08 May 2005

Procrastinating apartment

You should know by now: I am not an economist.

In two weeks I worked 0 minutes for my first open source project. That's because I'm so good at procrastinating. Let me tell you the latest innovation I made in this domain. Instead of watching a movie with my girlfriend, programming, playing table tennis, solving a puzzle, etc. I spent time thinking about how credits for buying an apartment work. Talk about wasted time!

Anyway, in order to keep wasted time to a minimum I'd like not to repeat the experience so I'm recording my findings here. (or maybe I'm just prolonging the procrastination state?)

The computations done here are rough estimates done on an idealized model. The monthly rate you pay to the bank is a constant R. The (monthly) interest is also a constant d-1. Even with these constraints the equations you get convey pretty useful information. To help intuition I'll use figures from an offer of BCR.

First of all the money you get from the bank is A = R (1-1/d^n) / (d-1). Here n is the number of months you pay. This number has an upper limit given by the bank. A typical value is 300. The interest is fixed by the bank: you have no choice here. You can pay the bank each month how much you like, but when the bank computes how much money it can give you it uses an upper bound on R. A typical value is half your net salary. Another constraint that is not captured in the equation above is that the money you pay `in advance' B must satisfy B/A > th, where th is a threshold fixed by the bank. A typical value is 0.2.

You can think about it in these terms. You have B EUR available and a salary. Then, by making a credit you can buy an apartment of up to A+B EUR. The value you get from the bank depends linearly on your salary. The value you pay up front must be big enough.

Let's explore a bit more the dependency of the money you can get from a bank on the three factors which appear in the equation above.

The dependency A(R) is linear. That means that if you have a salary twice as large then the bank will give you twice as much. For the BCR EUR credit the relationship is: A = 57 S. In other words the bank will give you at most 60 times your net salary.

The dependency A(n) is... exponential. This means that if you want to increase the ammount you get by a constant then you'll have multiply the period you have to give money to the bank by a constant. The function converges to A=R/(d-1) when n goes to infinity.
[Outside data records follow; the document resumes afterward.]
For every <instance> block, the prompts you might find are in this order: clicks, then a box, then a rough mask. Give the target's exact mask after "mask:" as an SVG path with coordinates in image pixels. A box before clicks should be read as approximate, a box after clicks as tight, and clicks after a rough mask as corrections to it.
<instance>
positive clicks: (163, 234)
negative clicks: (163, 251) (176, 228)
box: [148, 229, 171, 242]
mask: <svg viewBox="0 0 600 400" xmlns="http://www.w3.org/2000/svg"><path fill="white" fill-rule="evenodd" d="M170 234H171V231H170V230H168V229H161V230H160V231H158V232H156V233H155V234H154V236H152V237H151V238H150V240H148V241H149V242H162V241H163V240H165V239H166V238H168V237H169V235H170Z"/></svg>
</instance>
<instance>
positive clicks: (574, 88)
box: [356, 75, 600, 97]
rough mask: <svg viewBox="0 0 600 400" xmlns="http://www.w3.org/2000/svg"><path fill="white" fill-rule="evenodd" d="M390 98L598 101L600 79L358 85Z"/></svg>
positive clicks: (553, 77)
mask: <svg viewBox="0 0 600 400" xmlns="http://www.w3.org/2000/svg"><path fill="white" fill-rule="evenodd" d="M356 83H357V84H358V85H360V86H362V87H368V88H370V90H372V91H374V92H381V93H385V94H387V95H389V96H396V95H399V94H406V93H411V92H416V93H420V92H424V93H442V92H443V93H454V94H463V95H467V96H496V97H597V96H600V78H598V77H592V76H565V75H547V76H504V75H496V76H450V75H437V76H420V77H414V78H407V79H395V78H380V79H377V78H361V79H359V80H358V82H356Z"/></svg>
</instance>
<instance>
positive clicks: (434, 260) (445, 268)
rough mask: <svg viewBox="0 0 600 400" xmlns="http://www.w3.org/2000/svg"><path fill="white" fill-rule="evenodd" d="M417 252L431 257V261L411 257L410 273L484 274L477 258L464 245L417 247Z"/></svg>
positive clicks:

The dependency A(d) is also exponential... but the other way around. I.e. a constant decrease of the interest can multiply by a constant the money you can get from the bank. When the interest goes to infinity the amount of money you can get from the bank tends to 0. When the interest is 0 the amount of money you can get is A=Rn.

In terms of profitability there is of course no question: you have to pay up front as much as you can and pay back the bank as quick as you can. If you need to balance these somehow opposing forces then favour giving more up-front money.